We note that the Illinois Secretary of State has filed an amicus curie brief in this matter. In that brief, the Secretary of State urges us either to “distinguish” Hammer, or to “announce that the Hammer case will no longer be followed.” The Secretary of State cites cases from other jurisdictions which he asserts are in conflict with Hammer, and appellate decisions subsequent to Hammer which purportedly either fail to follow Hammer or criticize it. (See Witter v. Buchanan (1985), 132 Ill. App. 3d 273, 476 N.E. 1123; Illinois National Bank & Trust Co. v. Gulf States Energy Corp. (1981), 102 Ill. App. 3d 1113, 429 N.E.2d 1301; Meihsner v. Runyon (1960), 23 Ill. App. 2d 446, 163 N.E .2d 1301.) As indicated previously in this decision, we find the facts of Hammer to be legally apposite to the facts in the case at bar, and thus can not be distinguished. Furthermore, it is not the function of an intermediate court of appeal to alter the law as pronounced by the State’s supreme court. As the supreme court noted in Rickey v. Chicago Transit Authority (1983), 98 Ill. 2d 546, 457 N.E.2d 1, in a similar situation:

“[T]he nature of our court system requires that law established by this court’s decision be followed when the question decided arises again before a court. If precedent is not judicially respected, the uniformity and stability of decision, which is essential to the proper administration of justice, will be destroyed. The appellate court panel usurped the function of this court, it is said, and created a conflict in appellate court decisions. *** [In Beagley v. Andel (1978), 58 Ill. App. 3d 588, 591], the appellate court properly observed: ‘It is fundamental that appellate courts are without authority to overrule the supreme court or to modify its decisions.’ ” 98 Ill. 2d 546, 551, 457 N.E.2d 1.

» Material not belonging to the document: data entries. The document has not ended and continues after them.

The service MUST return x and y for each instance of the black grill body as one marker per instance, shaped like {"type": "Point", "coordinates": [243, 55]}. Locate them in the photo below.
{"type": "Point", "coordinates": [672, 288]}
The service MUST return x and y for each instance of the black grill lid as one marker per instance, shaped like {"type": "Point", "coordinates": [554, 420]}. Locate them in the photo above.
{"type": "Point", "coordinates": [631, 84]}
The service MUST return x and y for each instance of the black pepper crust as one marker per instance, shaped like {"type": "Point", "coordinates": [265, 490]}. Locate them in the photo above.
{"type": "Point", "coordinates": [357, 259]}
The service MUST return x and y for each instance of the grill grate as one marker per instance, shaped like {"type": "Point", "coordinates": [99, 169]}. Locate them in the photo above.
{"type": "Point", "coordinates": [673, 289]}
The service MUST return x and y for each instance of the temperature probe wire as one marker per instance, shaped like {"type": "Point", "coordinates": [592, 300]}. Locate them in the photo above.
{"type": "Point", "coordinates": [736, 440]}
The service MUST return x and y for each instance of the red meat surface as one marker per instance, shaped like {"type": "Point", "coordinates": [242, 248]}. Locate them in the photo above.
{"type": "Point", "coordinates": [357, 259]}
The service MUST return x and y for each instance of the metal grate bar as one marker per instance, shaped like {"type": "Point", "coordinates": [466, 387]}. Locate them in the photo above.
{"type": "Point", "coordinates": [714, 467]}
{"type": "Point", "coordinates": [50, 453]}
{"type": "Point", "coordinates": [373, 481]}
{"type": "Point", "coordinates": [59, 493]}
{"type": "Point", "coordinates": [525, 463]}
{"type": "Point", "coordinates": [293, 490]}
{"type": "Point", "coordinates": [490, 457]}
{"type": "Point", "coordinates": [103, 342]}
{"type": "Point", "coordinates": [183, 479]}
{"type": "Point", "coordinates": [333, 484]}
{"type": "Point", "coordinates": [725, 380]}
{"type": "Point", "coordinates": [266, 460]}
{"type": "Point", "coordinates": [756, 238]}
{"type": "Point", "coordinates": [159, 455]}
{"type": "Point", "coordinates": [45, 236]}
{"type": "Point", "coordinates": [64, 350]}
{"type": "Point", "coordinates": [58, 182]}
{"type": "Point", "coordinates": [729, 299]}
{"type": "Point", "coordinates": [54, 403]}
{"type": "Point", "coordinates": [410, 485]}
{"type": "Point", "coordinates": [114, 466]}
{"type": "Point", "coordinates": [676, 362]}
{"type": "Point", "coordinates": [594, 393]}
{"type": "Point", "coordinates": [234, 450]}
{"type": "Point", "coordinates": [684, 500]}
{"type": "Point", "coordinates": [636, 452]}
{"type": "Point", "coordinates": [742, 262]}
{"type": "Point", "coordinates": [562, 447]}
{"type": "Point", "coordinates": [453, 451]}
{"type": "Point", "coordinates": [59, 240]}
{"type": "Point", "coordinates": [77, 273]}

We are without authority to overrule or modify the decision of our supreme court in Hammer, and we decline the Secretary of State’s offer to refuse to follow it. Accordingly, we find that the trial court was correct in deciding that plaintiffs are entitled to the return only of the cost of their leasehold interest and not their drilling cost.

For these reasons, the judgment appealed from is affirmed.

Affirmed.

BUCKLEY, P.J., and O’CONNOR, J., concur.